An event study is an empirical analysis performed on a security that examines the impact of a significant catalyst occurrence or contingent event on the value of that security.

Event studies can reveal important information about how a security is likely to react to a given event. Examples of events that influence the value of a security include a company filing for Chapter 11 bankruptcy protection, the positive announcement of a merger or a company defaulting on its debt obligations.

Key Takeaways

  • An event study examines the impact of an event on the financial performance of a company or a security.
  • An event study analyzes the effect of a specific event on a company by looking at the associated impact on the company's stock.
  • If the same type of statistical analysis is used to analyze multiple events of the same type, a model can predict how stock prices typically respond to a specific event.

How an Event Study Works

An event study, also known as event-history analysis, employs statistical methods, using time as the dependent variable and then looking for variables that explain the duration of an event (or the time until an event occurs). Other event studies, such as an interrupted time series analysis (ITSA), compare a trend before and after an event to explain how, and to what degree, the event changed a company or a security.

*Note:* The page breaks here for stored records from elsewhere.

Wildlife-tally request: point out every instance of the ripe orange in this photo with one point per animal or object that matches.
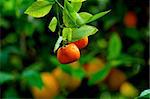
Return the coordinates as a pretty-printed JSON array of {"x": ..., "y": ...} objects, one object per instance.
[
  {"x": 115, "y": 78},
  {"x": 130, "y": 19},
  {"x": 50, "y": 88},
  {"x": 128, "y": 90},
  {"x": 68, "y": 54},
  {"x": 82, "y": 43}
]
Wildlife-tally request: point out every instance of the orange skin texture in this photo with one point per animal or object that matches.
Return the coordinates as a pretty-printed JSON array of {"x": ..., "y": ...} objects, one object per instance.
[
  {"x": 81, "y": 43},
  {"x": 130, "y": 19},
  {"x": 68, "y": 54},
  {"x": 115, "y": 79},
  {"x": 49, "y": 90}
]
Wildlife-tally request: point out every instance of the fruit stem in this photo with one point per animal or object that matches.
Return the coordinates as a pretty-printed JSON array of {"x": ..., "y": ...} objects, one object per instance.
[{"x": 59, "y": 4}]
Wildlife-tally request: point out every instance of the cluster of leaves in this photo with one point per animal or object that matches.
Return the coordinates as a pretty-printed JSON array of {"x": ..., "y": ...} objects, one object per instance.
[
  {"x": 17, "y": 63},
  {"x": 74, "y": 23}
]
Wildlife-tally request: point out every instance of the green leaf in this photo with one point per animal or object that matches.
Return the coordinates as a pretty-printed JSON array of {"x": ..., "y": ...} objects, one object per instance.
[
  {"x": 39, "y": 8},
  {"x": 67, "y": 34},
  {"x": 145, "y": 94},
  {"x": 83, "y": 31},
  {"x": 100, "y": 75},
  {"x": 76, "y": 5},
  {"x": 97, "y": 16},
  {"x": 77, "y": 0},
  {"x": 70, "y": 15},
  {"x": 58, "y": 43},
  {"x": 70, "y": 11},
  {"x": 133, "y": 33},
  {"x": 5, "y": 77},
  {"x": 85, "y": 16},
  {"x": 53, "y": 24},
  {"x": 11, "y": 93},
  {"x": 33, "y": 78},
  {"x": 67, "y": 20},
  {"x": 114, "y": 46},
  {"x": 78, "y": 73}
]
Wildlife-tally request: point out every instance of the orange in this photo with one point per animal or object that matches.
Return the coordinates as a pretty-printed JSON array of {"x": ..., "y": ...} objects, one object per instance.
[
  {"x": 68, "y": 54},
  {"x": 128, "y": 90},
  {"x": 82, "y": 43},
  {"x": 50, "y": 88},
  {"x": 130, "y": 19},
  {"x": 115, "y": 78}
]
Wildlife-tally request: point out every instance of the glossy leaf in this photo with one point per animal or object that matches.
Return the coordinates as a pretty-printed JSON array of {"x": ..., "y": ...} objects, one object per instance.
[
  {"x": 33, "y": 78},
  {"x": 114, "y": 46},
  {"x": 145, "y": 94},
  {"x": 78, "y": 73},
  {"x": 77, "y": 0},
  {"x": 97, "y": 16},
  {"x": 53, "y": 24},
  {"x": 39, "y": 8},
  {"x": 76, "y": 5},
  {"x": 11, "y": 93},
  {"x": 83, "y": 31},
  {"x": 100, "y": 75},
  {"x": 85, "y": 16},
  {"x": 58, "y": 43},
  {"x": 4, "y": 77}
]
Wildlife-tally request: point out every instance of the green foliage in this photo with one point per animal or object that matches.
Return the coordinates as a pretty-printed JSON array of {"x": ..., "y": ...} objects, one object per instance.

An Event Study Reveals Market Information

An event study conducted on a specific company examines any changes in its stock price and how it relates to a given event. An event study can also be used as a macroeconomic tool to analyze the impact of an event on an industry, sector or the overall market. A study on the market looks at the impact of the change in supply and demand. An event study, whether on the micro- or macro-level, tries to determine if a specific event has, or will have, an impact on a business's or economy's financial performance.

Event Study Methodology

Theoretically, a stock price takes into account all available information and expectations about the future. So a stock's price is equal to its current price plus the summation of its expected future dividends. According to this theory, it is possible to analyze the effect of a specific event on a company by looking at the associated impact on the company's stock.

The market model is the most common analysis used for an event study. This methodology looks at the actual returns of a baseline reference market and tracks the correlation of a firm's stock with the baseline. This model tracks the abnormal returns on the specific day of an event. Thus, it reveals the difference between the stock's returns on that day and compares it to the normal or average returns. The difference is the actual impact on the company. The market model can be used over time, analyzing consecutive days to understand how an event affects a stock over time.

An event study can reveal greater market trends or patterns. If the same type of model is used to analyze multiple events of the same type, it can predict how stock prices typically respond to a specific event.